By keeping mortgages accessible to hardworking Americans and veterans, HUD’s programs strive to Make Housing Affordable Again. And while the tremendous debt we owe to our nation’s brothers and sisters in arms may never be fully repaid, we can and will do everything in our power to leverage the benefits of the GI Bill and HUD’s programs to provide quality, affordable homes for Americans of all stripes. This includes the work that both of our Departments do to combat loan churning of our veteran borrowers, which adds unnecessary costs and risk to these veteran homeowners and taxpayer backing the VA and Ginnie Mae programs. I commend the teams for their accomplishments to date, but know there is more to be done – and I encourage collaboration to continue to eradicate this behavior from our programs.
To this end, HUD has made tremendous strides toward increasing the availability of homes for our nation’s heroes. Nationwide, the total number of reported homeless veterans decreased by more than five percent last year, and has decreased by roughly half since 2010 — prompting 71 communities across 33 different states to declare an effective end to veteran homelessness in their areas. Three states — Virginia, Connecticut and Delaware — have declared an effective end to veteran homelessness altogether, which means that more veterans are securing more affordable and higher quality homes. Each year, HUD is proud to serve more than a million people through emergency shelter, transitional, and permanent housing programs. With rents rising faster than incomes in many parts of the country, however, we need to bring everybody to the table to produce more affordable housing and ease the pressure that still is forcing too many of our country’s servicemen and women out of the housing market. This is not solely a federal problem — it’s everybody’s problem, one that we need to work together to solve.

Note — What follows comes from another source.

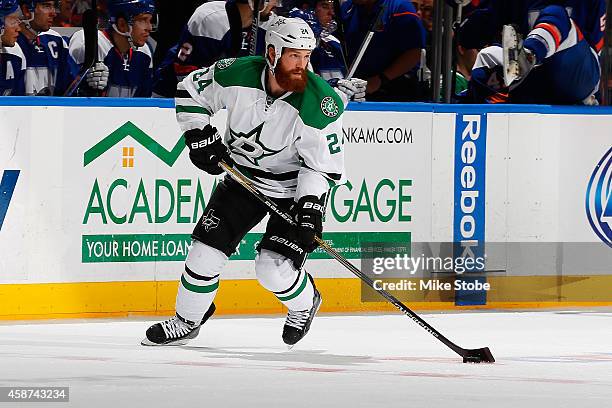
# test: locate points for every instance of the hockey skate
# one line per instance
(175, 331)
(518, 61)
(298, 321)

During this month of June – which has been designated by President Trump as National Homeownership Month – we are reminded that homes are not simply physical structures – they are social, cultural, and economic engines. They are where families are raised, and communities are interconnected.

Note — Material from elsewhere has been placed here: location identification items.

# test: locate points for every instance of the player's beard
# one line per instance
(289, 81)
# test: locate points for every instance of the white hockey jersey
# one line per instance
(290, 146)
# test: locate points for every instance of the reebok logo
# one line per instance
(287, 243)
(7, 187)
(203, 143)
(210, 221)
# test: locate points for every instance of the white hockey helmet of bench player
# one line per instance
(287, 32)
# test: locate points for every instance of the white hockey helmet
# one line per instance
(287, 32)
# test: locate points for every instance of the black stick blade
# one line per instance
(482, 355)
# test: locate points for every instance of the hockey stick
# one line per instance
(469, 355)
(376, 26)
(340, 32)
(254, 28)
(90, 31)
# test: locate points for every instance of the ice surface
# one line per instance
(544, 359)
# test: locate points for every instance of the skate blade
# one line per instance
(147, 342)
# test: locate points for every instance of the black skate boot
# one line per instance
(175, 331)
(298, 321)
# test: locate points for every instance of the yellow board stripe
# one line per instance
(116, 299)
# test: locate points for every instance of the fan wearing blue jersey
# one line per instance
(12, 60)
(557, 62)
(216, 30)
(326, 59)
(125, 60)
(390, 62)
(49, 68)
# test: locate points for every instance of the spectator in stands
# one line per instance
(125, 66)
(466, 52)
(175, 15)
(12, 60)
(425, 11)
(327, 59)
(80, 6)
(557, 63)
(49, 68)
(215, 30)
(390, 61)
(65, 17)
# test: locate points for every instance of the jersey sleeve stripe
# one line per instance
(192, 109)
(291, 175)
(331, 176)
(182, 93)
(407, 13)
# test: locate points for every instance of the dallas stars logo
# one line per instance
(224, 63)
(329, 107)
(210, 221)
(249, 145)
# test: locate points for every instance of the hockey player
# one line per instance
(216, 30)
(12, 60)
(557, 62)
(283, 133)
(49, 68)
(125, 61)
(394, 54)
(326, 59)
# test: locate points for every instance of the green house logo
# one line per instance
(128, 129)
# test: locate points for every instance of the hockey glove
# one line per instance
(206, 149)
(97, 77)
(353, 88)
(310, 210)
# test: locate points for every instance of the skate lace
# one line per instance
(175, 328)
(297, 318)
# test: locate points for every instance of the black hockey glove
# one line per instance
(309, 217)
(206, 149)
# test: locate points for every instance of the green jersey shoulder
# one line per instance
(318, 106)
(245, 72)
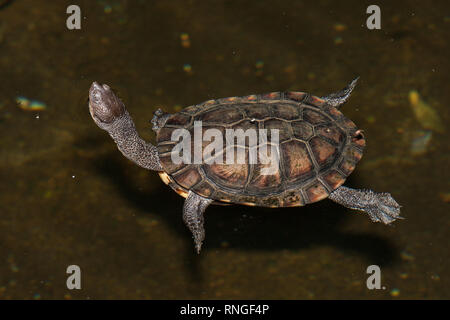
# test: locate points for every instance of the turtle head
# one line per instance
(105, 107)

Accomplishing this mission is a team effort, and we are lucky to have such wonderful teammates in the form of the Department of Veteran Affairs, and the private sector partners who tirelessly work by our side. Our deepest gratitude goes out to these partners who are indeed on the front lines of America’s fight for prosperity.
May God bless our brave men and women who serve, their families, and all those who uphold the strength and freedom of these United States – the great nation we call home.